Name Server Performance

     The new server software seems to have stopped the crashes but I still wasn’t satisfied with the performance of ns1 and ns2, especially ns1.  I discovered that the main load was from the mail servers accessing various real time black hole lists as part of Spamassasins’ spam scoring.

     To alleviate this I set-up two new name servers specifically for mx1 and mx2 to use, taking the load off of ns1 and ns2.  These new servers are not directly available to the public but have been created to reduce the load and improve the response time to those that are.  I now consistently get responses <100ms on all four public name servers.

Bind 9.10.1-P2 Installed

    The latest stable release of BIND (named), 9.10.1-P2 is installed on all of our name servers.  Hopefully this will eliminate the exploit someone has discovered in the last few days.

Slow Services – Recompiling / Updating BIND

     I am updating BIND because the version that we have has been crashing due to recently discovered exploits.  Each name server will be out of service for a period of time and during this time responses to various servers may be delayed by 5 seconds if the resolver for that service happens to pick the out of service name server first.

Out of Office

      I will be going to the co-location facility to attempt to resurrect the old Eskimo.Com SunOS shell server.

     In addition I will be working on some firewall rules to prevent idiots brute force password guessing from locking me out of the router.

     If you call during this time, please leave a message and include the latest time that it will be okay for me to call you back.  If it’s before that time when I return I will call.

     Thank you.

Eskimo.Com SunOS Shell Server Down

     The eskimo.com shell server (old SunOS 4.1.4 machine) is down and will remain that way until tomorrow afternoon.  It is stuck in a mode where the kernel is still running and it can be pinged, but no user mode programs get CPU time.  This is an old SunOS bug.
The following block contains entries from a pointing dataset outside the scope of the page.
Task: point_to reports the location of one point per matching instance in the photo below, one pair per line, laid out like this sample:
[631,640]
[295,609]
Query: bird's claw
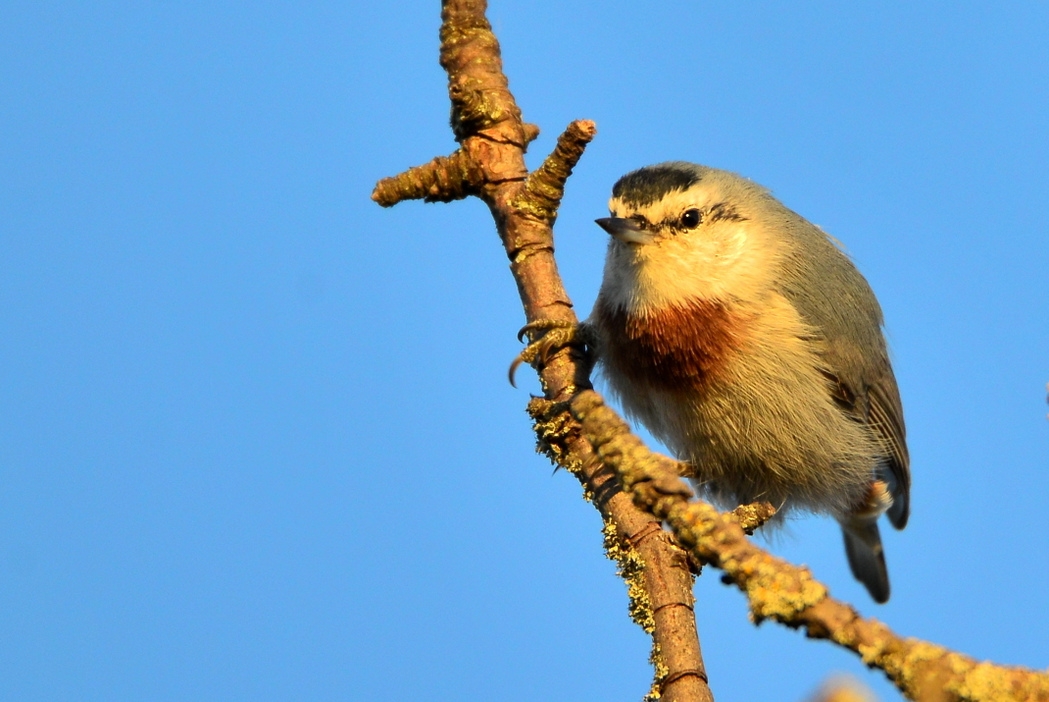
[550,336]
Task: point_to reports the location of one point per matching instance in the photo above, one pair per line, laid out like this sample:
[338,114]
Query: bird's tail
[866,558]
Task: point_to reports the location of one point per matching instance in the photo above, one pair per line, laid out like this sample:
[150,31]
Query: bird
[746,340]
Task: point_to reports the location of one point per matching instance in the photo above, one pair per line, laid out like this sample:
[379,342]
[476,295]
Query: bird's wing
[880,408]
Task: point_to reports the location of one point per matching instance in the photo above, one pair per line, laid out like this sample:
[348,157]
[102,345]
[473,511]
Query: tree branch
[788,594]
[490,164]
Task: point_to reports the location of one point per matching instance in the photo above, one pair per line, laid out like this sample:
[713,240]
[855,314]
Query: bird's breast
[676,347]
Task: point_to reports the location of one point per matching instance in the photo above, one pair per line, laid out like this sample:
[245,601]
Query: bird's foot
[549,336]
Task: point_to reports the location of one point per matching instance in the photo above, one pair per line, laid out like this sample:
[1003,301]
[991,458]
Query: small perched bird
[745,340]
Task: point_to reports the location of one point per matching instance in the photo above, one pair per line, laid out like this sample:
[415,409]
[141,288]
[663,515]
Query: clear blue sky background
[256,440]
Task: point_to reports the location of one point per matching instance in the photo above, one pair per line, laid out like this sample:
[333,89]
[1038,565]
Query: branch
[490,164]
[788,594]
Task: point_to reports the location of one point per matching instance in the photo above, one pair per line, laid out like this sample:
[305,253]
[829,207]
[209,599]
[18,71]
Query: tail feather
[866,558]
     We only have one car and my wife has it right now.  In the meantime please use one of the other shell servers: shellx.eskimo.com, debian.eskimo.com, ubuntu.eskimo.com, opensuse.eskimo.com, centos7.eskimo.com, scientific.eskimo.com, scientific7.eskimo.com, fedora.eskimo.com, or mint.eskimo.com.

DNS Issues

     Even with all the changes I made, there was STILL an occasional slow load of images, and the delay was always 5 seconds when this happened.

     I finally was able to chase this down.  Rate limiting on the name servers was kicking in and 5 seconds is the default resolver time before it gives up and moves on to the next name server.

     I have adjusted the rate limiting up so that they will rarely be invoked, added a rotate argument to the resolv.conf configuration so that it spreads the load across the servers, and I’ve added timeout:1 to make it give up after one second instead of five if a server doesn’t respond to minimize the page load delay in the event of a server failure.

     This seems to have completely eliminated the delayed loading.

SSL

     I have made some configuration changes so that when you go to eskimo.com or www.eskimo.com, you will connect SSL even if you do not specify https in the URL.  This is to prevent user authentication information in applications like WebMail, the Forums, or PHPMyAdmin from being sniffed en route and also to secure your data.

Brief Interruption between now and 6PM

      There will be a brief interruption between now and 6PM while our router at the co-location facility is rebooted.  This is necessary because idiots trying to brute force password guess have caused it to disallow remote logins so I can not monitor traffic or make configuration changes.